Running deep learning models on microcontrollers is not exactly a run-of-the-mill task due to resource limitations of microcontrollers. Such systems are typically designed for low-power, low-cost embedded systems with minimal processing power and memory. Machine learning algorithms, especially deep learning models, often require significant computational resources and memory.
One of our clients is Nomo Smart Care:
The Nomo system is for caregivers who want to make sure a loved one is OK. The Nomo system uses sensors, not cameras, to monitor in-home motion. Data from sensors is sent to the Nomo mobile app and allows you, or a circle of trusted caregivers, to check in on your loved one from anywhere, any time.
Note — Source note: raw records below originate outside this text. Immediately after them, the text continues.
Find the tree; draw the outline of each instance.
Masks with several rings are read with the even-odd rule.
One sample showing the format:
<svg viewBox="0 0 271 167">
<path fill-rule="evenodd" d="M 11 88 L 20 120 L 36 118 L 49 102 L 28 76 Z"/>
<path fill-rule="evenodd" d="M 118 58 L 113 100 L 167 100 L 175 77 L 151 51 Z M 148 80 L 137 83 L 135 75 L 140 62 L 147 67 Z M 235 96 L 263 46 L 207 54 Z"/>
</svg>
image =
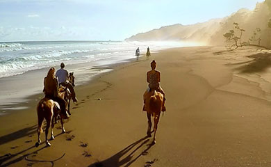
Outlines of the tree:
<svg viewBox="0 0 271 167">
<path fill-rule="evenodd" d="M 253 35 L 249 39 L 247 42 L 242 42 L 242 35 L 245 29 L 240 27 L 239 24 L 236 22 L 233 23 L 234 30 L 230 30 L 229 32 L 223 34 L 223 36 L 226 38 L 226 47 L 229 50 L 236 49 L 238 47 L 244 46 L 254 46 L 258 47 L 261 47 L 265 49 L 270 49 L 264 46 L 261 45 L 261 30 L 260 28 L 256 28 L 253 32 Z M 271 19 L 269 20 L 268 26 L 271 27 Z M 255 42 L 257 42 L 257 44 L 254 44 Z M 252 43 L 251 43 L 252 42 Z"/>
</svg>

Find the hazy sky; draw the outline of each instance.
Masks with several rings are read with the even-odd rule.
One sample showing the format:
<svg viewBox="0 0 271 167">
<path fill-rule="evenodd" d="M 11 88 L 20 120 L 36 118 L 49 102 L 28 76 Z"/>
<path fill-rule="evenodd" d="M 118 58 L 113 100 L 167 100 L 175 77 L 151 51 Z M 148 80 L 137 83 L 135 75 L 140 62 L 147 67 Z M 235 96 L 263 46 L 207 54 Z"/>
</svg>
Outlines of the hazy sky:
<svg viewBox="0 0 271 167">
<path fill-rule="evenodd" d="M 0 0 L 0 41 L 122 40 L 223 17 L 263 0 Z"/>
</svg>

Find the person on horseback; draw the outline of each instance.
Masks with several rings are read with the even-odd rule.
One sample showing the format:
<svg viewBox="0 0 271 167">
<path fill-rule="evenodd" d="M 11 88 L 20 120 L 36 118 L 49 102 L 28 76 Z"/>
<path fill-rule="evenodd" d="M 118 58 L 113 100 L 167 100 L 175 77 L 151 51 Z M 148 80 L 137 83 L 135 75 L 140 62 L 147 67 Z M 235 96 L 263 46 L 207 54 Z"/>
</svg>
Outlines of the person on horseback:
<svg viewBox="0 0 271 167">
<path fill-rule="evenodd" d="M 140 50 L 139 50 L 139 47 L 138 47 L 138 49 L 136 49 L 136 56 L 140 56 Z"/>
<path fill-rule="evenodd" d="M 149 47 L 147 48 L 147 53 L 146 53 L 147 56 L 151 56 L 151 52 L 149 51 Z"/>
<path fill-rule="evenodd" d="M 162 111 L 165 111 L 165 92 L 162 89 L 162 88 L 160 86 L 159 82 L 161 81 L 160 79 L 160 72 L 155 70 L 155 68 L 156 67 L 156 62 L 155 61 L 152 61 L 151 63 L 151 70 L 147 72 L 147 82 L 149 83 L 149 87 L 147 89 L 146 92 L 144 93 L 143 97 L 144 97 L 144 106 L 143 106 L 143 111 L 146 111 L 145 109 L 145 100 L 146 96 L 149 92 L 151 91 L 151 90 L 155 90 L 158 92 L 161 93 L 163 96 L 163 102 L 162 106 Z"/>
<path fill-rule="evenodd" d="M 77 102 L 78 100 L 75 95 L 74 86 L 71 83 L 67 81 L 69 73 L 66 70 L 64 69 L 65 64 L 63 63 L 61 63 L 60 67 L 61 68 L 58 70 L 56 72 L 56 77 L 58 78 L 59 85 L 67 87 L 67 88 L 71 92 L 72 101 L 74 101 L 74 102 Z"/>
<path fill-rule="evenodd" d="M 66 102 L 58 95 L 58 80 L 55 77 L 55 68 L 51 67 L 48 72 L 47 77 L 44 78 L 43 92 L 45 97 L 49 98 L 58 103 L 60 106 L 61 113 L 64 119 L 69 118 L 66 112 Z"/>
</svg>

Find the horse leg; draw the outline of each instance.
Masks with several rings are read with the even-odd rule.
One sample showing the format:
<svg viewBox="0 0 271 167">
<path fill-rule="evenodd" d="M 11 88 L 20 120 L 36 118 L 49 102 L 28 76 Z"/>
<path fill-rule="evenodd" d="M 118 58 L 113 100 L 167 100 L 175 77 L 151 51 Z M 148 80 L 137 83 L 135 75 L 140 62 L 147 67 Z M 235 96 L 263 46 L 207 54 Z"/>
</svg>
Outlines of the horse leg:
<svg viewBox="0 0 271 167">
<path fill-rule="evenodd" d="M 66 133 L 66 130 L 64 128 L 64 122 L 63 122 L 63 119 L 60 118 L 60 122 L 61 122 L 61 127 L 62 127 L 62 133 L 65 134 Z"/>
<path fill-rule="evenodd" d="M 50 138 L 50 140 L 55 139 L 55 136 L 54 136 L 53 129 L 55 127 L 54 120 L 56 120 L 56 117 L 54 116 L 53 118 L 52 118 L 51 124 L 51 138 Z"/>
<path fill-rule="evenodd" d="M 51 125 L 51 119 L 52 119 L 51 115 L 46 118 L 45 142 L 47 146 L 51 146 L 51 143 L 49 142 L 47 137 L 48 137 L 49 129 L 50 128 L 50 125 Z"/>
<path fill-rule="evenodd" d="M 151 114 L 147 113 L 147 117 L 148 118 L 148 129 L 147 130 L 147 136 L 148 137 L 151 137 Z"/>
<path fill-rule="evenodd" d="M 70 116 L 72 115 L 72 113 L 69 112 L 69 103 L 71 102 L 71 99 L 69 98 L 67 101 L 68 101 L 68 113 Z"/>
<path fill-rule="evenodd" d="M 155 144 L 156 143 L 155 136 L 156 135 L 156 130 L 158 127 L 158 123 L 159 122 L 159 118 L 160 118 L 160 113 L 154 116 L 154 141 L 152 141 L 153 144 Z"/>
<path fill-rule="evenodd" d="M 35 145 L 38 148 L 40 143 L 42 143 L 42 141 L 40 140 L 40 134 L 42 133 L 42 122 L 43 122 L 43 116 L 39 116 L 38 114 L 38 141 L 35 143 Z"/>
</svg>

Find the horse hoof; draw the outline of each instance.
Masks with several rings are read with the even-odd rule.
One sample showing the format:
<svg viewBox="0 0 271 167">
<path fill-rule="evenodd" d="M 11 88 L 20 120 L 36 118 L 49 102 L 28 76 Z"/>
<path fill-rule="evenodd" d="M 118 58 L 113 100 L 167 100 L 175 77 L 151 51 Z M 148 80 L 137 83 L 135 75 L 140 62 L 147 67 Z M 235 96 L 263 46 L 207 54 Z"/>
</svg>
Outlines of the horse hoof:
<svg viewBox="0 0 271 167">
<path fill-rule="evenodd" d="M 36 148 L 38 148 L 40 145 L 40 143 L 39 142 L 37 142 L 37 143 L 35 143 L 35 146 Z"/>
<path fill-rule="evenodd" d="M 50 147 L 51 146 L 51 143 L 49 141 L 47 141 L 46 142 L 46 145 L 47 145 L 47 147 Z"/>
</svg>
Besides various other sensors, Nomo can utilize microphones to try to paint a picture of what is going on in the home of a care recipient. For example, if fire alarm is going off, this is probably something a caregiver should know about. Since Nomo cares deeply about privacy, no audio recordings are allowed to exit users’ homes. Hence, audio classification must be performed on edge devices. In particular, the target system is based on ESP32-PICO meaning that we are working with the following constraints:
- 240MHz 32-bit CPU, and
- 2MB PSRAM Nomo can utilize.
Luckily, LiteRT for Microcontrollers (formerly known as TensorFlow Lite for Microcontrollers) has been ported to ESP32 architecture allowing us to run basic machine learning models on low-resource devices.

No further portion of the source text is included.